I played against Mark tonight, he tried to play the Nimzo Saemisch against me. I don’t know what really happened in this game. He correctly saw that 0-0-0 was dangerous more astutely than I did. I think he beat himself. Okay, he blunders a pawn, but then every move after that was only making it much easier on me. I think he was looking for a swindle instead of sucking it up and simply making the “win” difficult for me (IOW, I could still possibly mess up a win, if he had challenged me more on it).
TommyG, I can’t see the comments in your blog! It just times out when I click to view comments. I came down too hard against the online play and the computer analysis. It’s great to look at how an engine finds a crushing conclusion to a position, but I’ll say what I was getting at, I was getting at the competitive aspect of a chess game. Also, even G/90, at least for me, is still not enough time to play a significant chess game. The competive part is important, for example I had 42 minutes at the end of this game and my opponent had just under 16, which is meaningless other than to say I was playing confidently enough.
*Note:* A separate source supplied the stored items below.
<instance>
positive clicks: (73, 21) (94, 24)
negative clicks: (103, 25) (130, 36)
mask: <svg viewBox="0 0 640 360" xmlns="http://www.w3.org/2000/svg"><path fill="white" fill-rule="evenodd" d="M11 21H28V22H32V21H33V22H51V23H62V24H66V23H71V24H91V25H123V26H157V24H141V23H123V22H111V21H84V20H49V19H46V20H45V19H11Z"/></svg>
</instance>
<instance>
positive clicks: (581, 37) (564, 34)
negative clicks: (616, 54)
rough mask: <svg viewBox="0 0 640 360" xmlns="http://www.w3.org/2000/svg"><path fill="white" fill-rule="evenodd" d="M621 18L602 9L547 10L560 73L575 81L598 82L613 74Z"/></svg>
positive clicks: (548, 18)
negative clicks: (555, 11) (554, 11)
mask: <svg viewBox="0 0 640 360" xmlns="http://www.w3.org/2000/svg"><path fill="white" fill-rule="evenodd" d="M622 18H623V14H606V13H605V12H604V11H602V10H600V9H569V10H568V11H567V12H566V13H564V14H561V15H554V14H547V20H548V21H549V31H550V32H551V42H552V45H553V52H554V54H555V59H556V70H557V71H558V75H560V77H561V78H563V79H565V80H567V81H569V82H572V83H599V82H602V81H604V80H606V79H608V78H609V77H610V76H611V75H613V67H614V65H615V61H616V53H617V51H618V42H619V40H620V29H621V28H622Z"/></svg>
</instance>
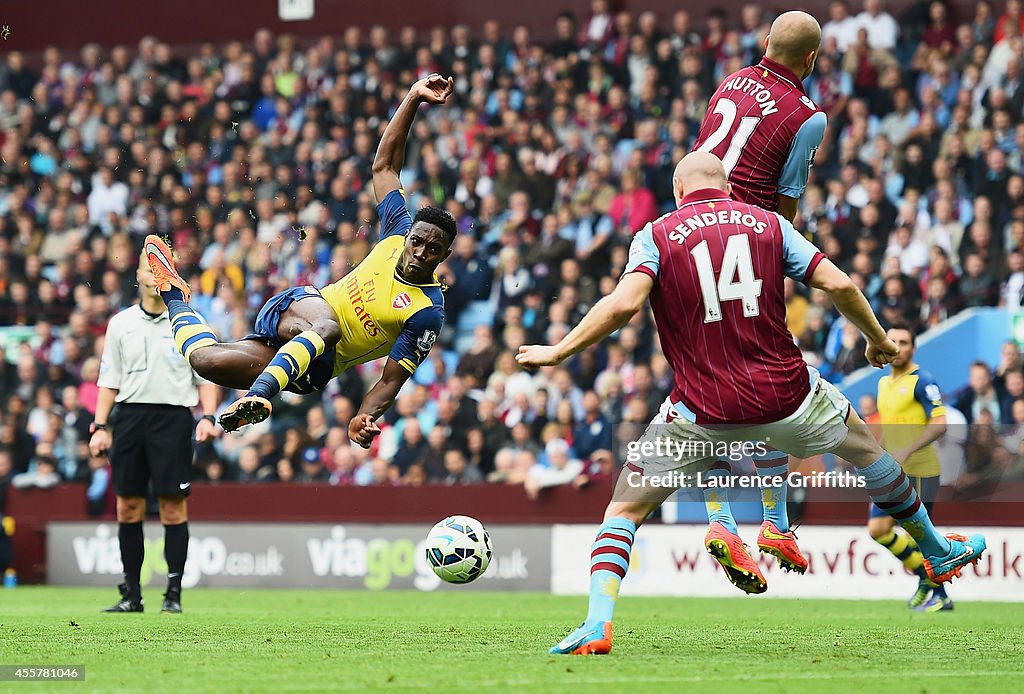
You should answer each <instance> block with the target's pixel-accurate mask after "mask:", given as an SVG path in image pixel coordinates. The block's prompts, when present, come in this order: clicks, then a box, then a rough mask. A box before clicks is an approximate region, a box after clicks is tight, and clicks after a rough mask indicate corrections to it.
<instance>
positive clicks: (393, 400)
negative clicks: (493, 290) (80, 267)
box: [144, 74, 457, 447]
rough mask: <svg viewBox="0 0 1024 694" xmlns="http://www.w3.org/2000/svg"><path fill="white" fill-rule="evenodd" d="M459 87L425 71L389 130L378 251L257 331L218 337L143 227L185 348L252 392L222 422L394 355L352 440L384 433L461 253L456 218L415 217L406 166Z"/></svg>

Online games, so many of them are “Hey, that tukey won a lost game because of their stupid time control!” sort of thing. Then you play another game and repeat a whole bunch of stuff you already know because you wanted those online rating points. Online rating points are sort of bad stuff. The best one could do in online chess is almost always, to find out where the traps are, where and how you blunder when playing fast. IOW, it also is a performance shaper, but I wouldn’t read into the results too much. I wouldn’t read into or care about the results at all in fact.
In online chess, it is more beneficial to simply lose your butt off in games as that is the only way to learn because they are so quick and emotional. Winning a game online is bad because you probably didn’t learn anything and thought that your bad moves were actually good. hehe. If you go over them with an engine, that is great, but it’s so easy for online chess to devolve into this “repertoire building exercise”, which you will find out means a lot less than you think it did in an OTB game. If you play tricky openings then, okay yes it will help a lot , though, but after a while it doesn’t and it’s best to stop playing.
What I meant was that time is better spent on tactics, endgames, or even openings somewhat if you are really studying them. I see you’ve improved a lot but I think it’s because you have studied annotated games, tactics, endings, etc. The online chess is not what made you strong recently, it’s simply displaying mostly what you already know. 😉
Also, I didn’t mean to be like Botvinnik and study everything about the game afterward necessarily, mostly because that would take a lot of time and we don’t do this for a living. If you just want to shoot through it quick with an engine that is fine by me; the game is over and there many different games inside of that game that could be played.
The point I was trying to allude to is what matters most is the correctness of your thinking during the game, regardless of whether the position is winning/losing/even. I think the Stoyko analysis of a GM game is great, but even when I go over a Keres game I am trying to guess his move even though it usually is around 10, posssibly 20 seconds I am guessing and then looking at his move, sometimes not that long, it still corrects my sense of possibilities of how a position could be handled. Then I try to work out tactically the finish that the book doesn’t give, or sometimes moves not played or explained have a tactical flaw, that I will look for.
After the game my opponent mentioned to Paul that he was trying to play the Saemish Nimzo-Indian but played f3 too early, to which I replied something like “Yeah, that is a sharp line, you have to know what you are doing.” as if I knew jack-shot about this opening. I don’t know this opening either, simply knew that an early f3 didn’t look so hot.
It was really the opening that was working against him. If you look at other continuations, it looks like Black had copious amounts of ways to keep an advantage against White. Lesson to students of openings – beware! One thing I learned from Roman’s video recently, and I sort of already knew it, is that opening study will “lull” you. You reach position that is “known theory”, but in reality is a hare’s breath away from being completely lost in a practical game.